Genoa Restaurants and Dining
(Genoa / Genova, Liguria, Italy)
Genoa offers a wide range of dining venues, from cafés and patisseries to restaurants and family-run trattorie. Most of the restaurants in and around Genoa retain traditional Italian décor. However, in recent years some have to chosen to adopt a more modern or minimalist look.
As in the rest of Italy, Genoa's restaurants and eateries serve mostly Italian and regional cuisine, although there are a small number that offer Chinese, Mexican, and North African menus.
When to Eat / Opening Hours
Traditionally, breakfast consists of a cappuccino and a croissant or brioche. Visitors can opt to take breakfast in their hotel, or head out into Genoa to join the city's locals at one its many bars or cafés. Many of these open from around 08:00.

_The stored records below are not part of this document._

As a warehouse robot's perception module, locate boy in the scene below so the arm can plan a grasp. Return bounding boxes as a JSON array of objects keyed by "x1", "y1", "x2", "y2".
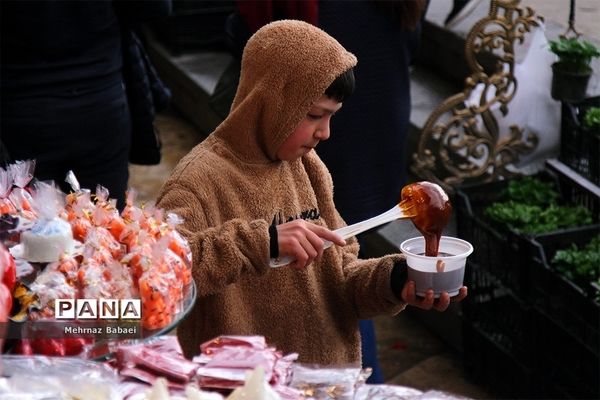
[{"x1": 158, "y1": 20, "x2": 466, "y2": 364}]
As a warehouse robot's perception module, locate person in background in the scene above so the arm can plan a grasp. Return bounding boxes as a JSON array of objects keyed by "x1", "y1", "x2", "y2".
[
  {"x1": 0, "y1": 0, "x2": 171, "y2": 206},
  {"x1": 317, "y1": 0, "x2": 427, "y2": 384},
  {"x1": 157, "y1": 20, "x2": 467, "y2": 365}
]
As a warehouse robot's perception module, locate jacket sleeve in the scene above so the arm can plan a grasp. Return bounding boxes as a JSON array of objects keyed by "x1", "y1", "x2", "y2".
[
  {"x1": 342, "y1": 248, "x2": 406, "y2": 319},
  {"x1": 157, "y1": 182, "x2": 269, "y2": 296},
  {"x1": 304, "y1": 153, "x2": 406, "y2": 319}
]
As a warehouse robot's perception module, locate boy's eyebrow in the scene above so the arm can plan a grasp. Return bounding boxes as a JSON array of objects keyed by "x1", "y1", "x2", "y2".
[{"x1": 313, "y1": 104, "x2": 342, "y2": 114}]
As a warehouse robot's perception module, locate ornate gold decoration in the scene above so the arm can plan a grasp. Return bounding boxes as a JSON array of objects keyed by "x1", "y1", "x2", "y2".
[{"x1": 411, "y1": 0, "x2": 543, "y2": 191}]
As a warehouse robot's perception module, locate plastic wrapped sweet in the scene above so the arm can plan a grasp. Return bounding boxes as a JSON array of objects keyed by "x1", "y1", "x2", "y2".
[
  {"x1": 12, "y1": 182, "x2": 79, "y2": 263},
  {"x1": 0, "y1": 166, "x2": 195, "y2": 356},
  {"x1": 0, "y1": 355, "x2": 122, "y2": 400}
]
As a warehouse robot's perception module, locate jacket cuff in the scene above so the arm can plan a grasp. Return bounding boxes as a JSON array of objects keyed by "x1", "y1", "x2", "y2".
[
  {"x1": 390, "y1": 260, "x2": 408, "y2": 302},
  {"x1": 269, "y1": 225, "x2": 279, "y2": 258}
]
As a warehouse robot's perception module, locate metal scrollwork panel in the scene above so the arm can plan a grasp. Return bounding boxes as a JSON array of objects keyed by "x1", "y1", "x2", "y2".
[{"x1": 411, "y1": 0, "x2": 542, "y2": 191}]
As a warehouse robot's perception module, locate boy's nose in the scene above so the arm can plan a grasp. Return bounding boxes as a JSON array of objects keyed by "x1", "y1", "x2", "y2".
[{"x1": 315, "y1": 124, "x2": 329, "y2": 140}]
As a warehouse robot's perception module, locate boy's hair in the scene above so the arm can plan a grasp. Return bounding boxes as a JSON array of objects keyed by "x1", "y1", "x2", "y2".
[{"x1": 325, "y1": 68, "x2": 355, "y2": 103}]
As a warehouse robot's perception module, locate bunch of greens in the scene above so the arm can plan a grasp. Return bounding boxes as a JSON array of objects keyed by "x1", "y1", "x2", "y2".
[
  {"x1": 552, "y1": 235, "x2": 600, "y2": 290},
  {"x1": 484, "y1": 177, "x2": 592, "y2": 235},
  {"x1": 549, "y1": 37, "x2": 600, "y2": 73},
  {"x1": 583, "y1": 107, "x2": 600, "y2": 131}
]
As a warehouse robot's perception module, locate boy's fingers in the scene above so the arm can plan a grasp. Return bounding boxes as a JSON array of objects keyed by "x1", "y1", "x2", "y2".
[{"x1": 307, "y1": 224, "x2": 346, "y2": 246}]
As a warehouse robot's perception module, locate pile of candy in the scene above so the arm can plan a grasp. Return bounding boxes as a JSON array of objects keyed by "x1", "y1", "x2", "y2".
[{"x1": 0, "y1": 161, "x2": 192, "y2": 354}]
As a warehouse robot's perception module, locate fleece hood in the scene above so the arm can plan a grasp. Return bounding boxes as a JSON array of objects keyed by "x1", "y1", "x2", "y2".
[{"x1": 214, "y1": 20, "x2": 356, "y2": 163}]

Restaurants and trattorie in Genoa tend to open for lunch between 12:00 and 15:00. In the evening, diners arrive from 19:30 onwards, with restaurants closing at 23:00 or sometimes later. Take note that they will close for one day in the week. The day varies from restaurant to restaurant, so it's advisable to check in advance. Likewise, a small number of dining venues, cafes and bars may choose to close during August, whilst the owner takes an annual holiday.
What to Eat
Located at the heart of the Liguria region, Genoa serves what is widely described as 'Mediterranean food'. As well as the popular pizza and pasta dishes that you'd expect to see when visiting an Italian restaurant, Genoa's eateries boast an unusually high number of regional dishes. Perhaps the best-known is pesto. Made from basil, garlic, pine nuts and pecorino cheese ground together in olive oil, it is usually used as a sauce on pasta. It is also an ingredient in a local variation of minestrone soup.
As you would expect from a sea-faring city, seafood plays a major role in Genoa's cuisine. Locally-caught anchovies appear on restaurant tables, along with other varieties of seafood, such as octopus, mussels and scampi. Zuppa di pesce, a soup made using mussels and rock fish, also features on many menus.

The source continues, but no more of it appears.